In a white paper, ‘Digital Assets – The Next Investment Frontier’ the Zurich-based firm says that digital assets offer a hedge against cyclical macro risks. According to Ryan Rupp French, the chief executive of Goldbaum, digital assets are being regarded as a safe haven, with limited susceptibility to the influences on more traditional asset classes.
He says: “With global economic and geopolitical insecurity reaching a pronounced high, it is not just important, but indeed incumbent upon investment managers to gain exposure to the digital asset class. It is the fiduciary responsibility of these investors to effectively hedge against cyclical risks and flash crashes, in order to preserve and grow the wealth of the clients that they represent – building diversified asset portfolios which include new asset classes is crucial to this.”
This is very similar to recent views expressed about professional investors, such as big super funds, taking positions in gold. In a recent report, for instance, Victor Dergunov, from the Connecticut-based Albright Investment Group, says that gold has appreciated by about 30 per cent since the US Fed flipped on its monetary policy late last year. “You can expect a brief short-term correction, but this should be another extraordinary long-term buying opportunity,” he claims. “It’s not just Fed easing, as there is an essential ‘race to the bottom’ amongst major central banks around the world. The Fed is likely only getting started with its easing cycle and the monetary base should expand substantially over the next three-five years. Gold has a direct correlation with the US monetary base, and as the ‘new normal’ becomes evident, gold should go much higher.”
The digital assets paper says that the market for digital assets is largely dominated by retail investment. However, digital assets are increasingly being recognised by institutional players as a legitimate sustainable asset class within alternative investment portfolios.

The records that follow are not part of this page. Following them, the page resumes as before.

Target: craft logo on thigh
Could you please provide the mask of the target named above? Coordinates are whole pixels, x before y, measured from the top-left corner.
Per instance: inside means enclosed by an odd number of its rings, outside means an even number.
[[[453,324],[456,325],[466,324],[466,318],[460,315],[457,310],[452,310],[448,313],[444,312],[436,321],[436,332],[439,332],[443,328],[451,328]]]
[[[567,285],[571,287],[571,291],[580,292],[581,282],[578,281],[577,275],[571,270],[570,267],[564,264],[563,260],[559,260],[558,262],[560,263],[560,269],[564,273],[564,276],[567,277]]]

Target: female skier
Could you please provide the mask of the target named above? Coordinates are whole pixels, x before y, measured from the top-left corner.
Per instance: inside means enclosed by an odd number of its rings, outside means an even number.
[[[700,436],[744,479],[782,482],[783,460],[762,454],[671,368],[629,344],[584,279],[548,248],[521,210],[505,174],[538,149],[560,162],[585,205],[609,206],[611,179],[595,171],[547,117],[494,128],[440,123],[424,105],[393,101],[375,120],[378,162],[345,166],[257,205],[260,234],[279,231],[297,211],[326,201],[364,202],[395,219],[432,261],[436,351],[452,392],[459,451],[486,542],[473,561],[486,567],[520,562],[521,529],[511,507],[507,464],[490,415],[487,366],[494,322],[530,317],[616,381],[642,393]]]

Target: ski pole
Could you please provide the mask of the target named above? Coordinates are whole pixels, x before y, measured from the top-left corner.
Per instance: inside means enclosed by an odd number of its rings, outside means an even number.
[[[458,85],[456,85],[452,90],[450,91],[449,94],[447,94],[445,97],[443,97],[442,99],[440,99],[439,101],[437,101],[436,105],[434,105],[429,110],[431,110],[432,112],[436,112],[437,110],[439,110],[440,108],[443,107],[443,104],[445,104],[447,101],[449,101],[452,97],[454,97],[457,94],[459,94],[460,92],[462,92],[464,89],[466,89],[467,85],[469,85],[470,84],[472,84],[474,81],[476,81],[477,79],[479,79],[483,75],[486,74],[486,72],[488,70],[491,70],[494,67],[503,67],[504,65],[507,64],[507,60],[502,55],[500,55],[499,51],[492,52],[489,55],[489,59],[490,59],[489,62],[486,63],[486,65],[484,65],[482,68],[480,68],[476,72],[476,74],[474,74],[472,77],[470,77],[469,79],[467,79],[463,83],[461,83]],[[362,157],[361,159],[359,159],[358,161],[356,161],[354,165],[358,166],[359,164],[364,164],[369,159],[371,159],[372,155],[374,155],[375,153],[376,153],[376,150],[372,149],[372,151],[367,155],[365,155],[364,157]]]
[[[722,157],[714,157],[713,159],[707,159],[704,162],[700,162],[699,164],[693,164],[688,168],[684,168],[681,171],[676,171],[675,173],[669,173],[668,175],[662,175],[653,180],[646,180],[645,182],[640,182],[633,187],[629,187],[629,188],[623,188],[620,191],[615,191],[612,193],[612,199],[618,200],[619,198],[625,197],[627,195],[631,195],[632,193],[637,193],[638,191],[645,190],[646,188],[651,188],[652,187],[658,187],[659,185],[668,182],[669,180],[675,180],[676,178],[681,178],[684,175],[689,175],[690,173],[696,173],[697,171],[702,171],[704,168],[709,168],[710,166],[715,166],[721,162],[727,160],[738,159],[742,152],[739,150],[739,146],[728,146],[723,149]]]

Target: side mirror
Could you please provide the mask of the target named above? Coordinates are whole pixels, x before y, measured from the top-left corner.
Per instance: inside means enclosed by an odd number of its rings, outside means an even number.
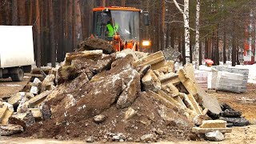
[[[145,26],[150,26],[150,14],[148,12],[144,13],[143,22]]]
[[[105,26],[107,24],[107,14],[102,14],[102,25]]]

“Key catalysts for integrating this new asset class into institutional portfolios are Bitcoin’s enduring limited supply, the influx if young digital-native talent into the job market, continued growth in demand and other factors, such as turbulent macroeconomic dynamics and geopolitical tensions,” the paper says.
It claims that Bitcoin is seen as a “currency of resistance”. By holding dollars, institutions are ultimately placing trust in politicians, the paper argues. But by holding Bitcoin they would be placing trust in open-source code. “Trust in politicians tends to wane and lapse over time. Trust in open-source code has been rising. This is why Bitcoin is often referred as a safe-haven asset.”